Ten years ago this week, the vigil began.

My father, barely coherent, drifted between this world and the next.

In a hospital bed on the first floor, my dad had already finished entertaining the last outside visitors he would ever have.

My siblings and I had started staying overnight at my parent’s house, sleeping on the first floor so my mother could go upstairs to bed and get some real sleep. Months before this, we began to circle the wagons around him and my mom. They were both worn out.

All of his life, he had been the one out in front, leading the way. He led the way even in death, but we were determined he would not be alone. He might have to go first, but we would travel alongside him for as long as possible. His path would be paved with love.

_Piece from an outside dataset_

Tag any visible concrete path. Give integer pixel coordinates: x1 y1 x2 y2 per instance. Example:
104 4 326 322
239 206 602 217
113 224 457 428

My dad had always loved music. He was known for only singing the first few words of a song and then loudly humming along to the rest of it. While his tether to this world was loosening, I played him two of his favorites. “A Pretty Girl is Like a Melody” and “When Irish Eyes Are Smiling”. When the songs ended, he smiled and said, ‘That was nice.’ He had instructed us that he wanted the “Battle Hymn of the Republic” played at his funeral. I played that as well. These songs, long associated with him, would now be the music that paved his path to heaven.

Several days before he died, my mother, sister and I offered to do the rosary with him. Although I was raised Catholic, I never really understood how to pray the rosary, but I knew it held meaning for him. Google came to our aid and we prayed through it with him. Although he wasn’t speaking much at that point, he appreciated the gesture and his lips sometimes moved as we prayed. His path to heaven was paved with prayer.

With only a few days left on this earth, his body continued to prepare to let go. This man, who even in his 80s had more energy than most…this man who commanded people’s attention wherever he went….stopped all activity. He stopped speaking and went to sleep.

At first, it truly was sleep. But the deep sleep one enters as they transition from here to there had begun. We watched and waited.

Until early one morning when rest gave way to death and all was quiet.

The vigil was over.

There’s an emptiness when a vigil is over. You came together for a purpose. You remembered. You prayed. You kept watch. But when that stops, when the reason for the vigil has been taken away….what does one do next?

It’s been 10 years since the vigil for my dad took place. Here’s what I’ve discovered. After a vigil, figuring out how best to remember the one who is no longer here can take some time. But remembering alone isn’t enough.

You must let go of the vigil and live.